Kit Harrington gives his best performance of the series, and that alone is worthy of appreciation. There are other reasons I’m completely satisfied with the ending, but first I want to share the minor issues I have with it, which really amount to nothing more than a couple comedic observations.
Last week an entire building collapsed on Jamie and Cersei Lannister, killing them both. This week Tyrion is able to move a few stones and find them easily. From the looks of how they were found, if they’d just covered their heads they probably both would have survived. If you take nothing else away from this, know the importance of protecting your heads when rocks are falling on you. (It’s also not a bad idea to wear a helmet when riding a motorcycle or bicycle.)

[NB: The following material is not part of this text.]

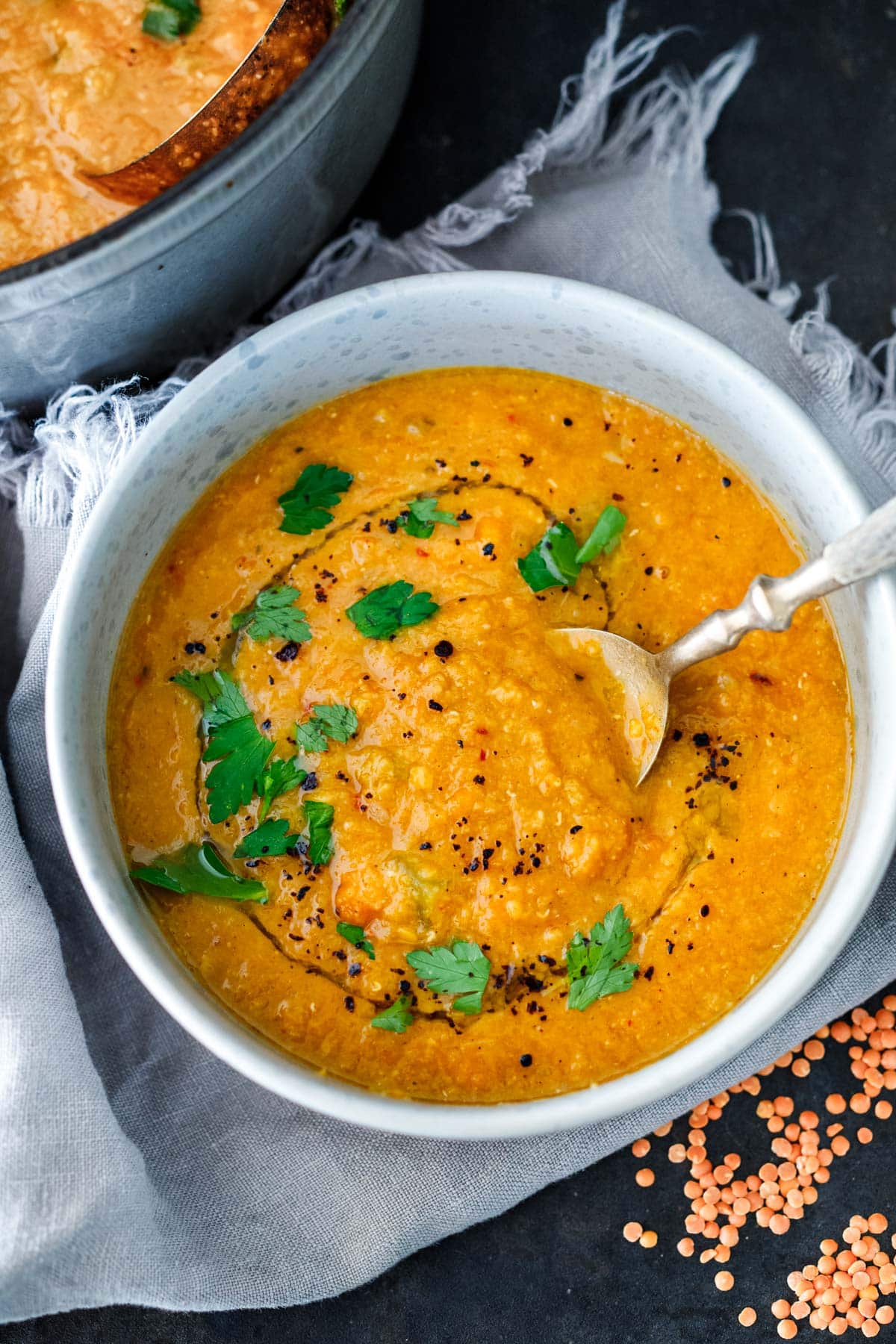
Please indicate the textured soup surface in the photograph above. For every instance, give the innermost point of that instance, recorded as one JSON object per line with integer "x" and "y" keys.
{"x": 485, "y": 794}
{"x": 85, "y": 89}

My other amusing observation is how quickly some of the buildings have been restored. Maybe the Lord of Light helped with that. He’s been absent since the Night King was defeated, but surely he’s lurking about doing some good somewhere.
So what else happens this week? Jon confronts Grey Worm and attempts to prevent him from executing several soldiers. Grey Worm claims he’s just following orders, but we all know he takes a certain vengeful pleasure in killing them. Cersei should never have killed Missandei.
We witness Daenerys appearing to have dragon wings of her own as Drogon spreads his to fly off from behind her. She appoints Grey Worm as the Queen’s Master of War, the commander of all her forces, and calls The Unsullied liberators, for “liberating” the people of King’s Landing. I suppose death is one way to liberate someone. It’s not the way I think most people would prefer to be liberated, but it’s a way. She asks the troops if they will help her continue to break the wheel in all parts of the Seven Kingdoms. Despite the fact that the Starks probably have no idea what she’s saying, they all seem concerned by the crowd’s reaction to her speech.
Tyrion has the perfect opportunity to take out Daenerys, but he doesn’t. It seems that as passionate as he is about how dangerous she is, he would’ve sacrificed himself and done it, so I was a bit disappointed that he didn’t. Instead of a quick kill, he chooses to denounce her in front of everyone and throw the Hand of the Queen pin down the stairs. She has her men take him into custody.
Jon attempts to convince Arya that Dany is everyone’s queen now, but Arya’s not biting. She adds that she knows a killer when she sees one, but really all of us know Daenerys is a killer by now, don’t we? That bit of dialogue feels so unnecessary.
Jon visits Tyrion in custody and claims that the war is over, but Tyrion points out Dany doesn’t sound like she’s done fighting. In a surprising moment, Jon still defends her and claims she is still his queen. It’s clear he’s still in love with her, which I find kind of sweet, but kind of stupid. Tyrion confesses to also loving Daenerys, although not as successfully as Jon. Poor guy! Tyrion tries to convince Jon what must be done, but Jon doesn’t seem completely convinced. Again, Tyrion had the perfect opportunity to take her out, but he didn’t.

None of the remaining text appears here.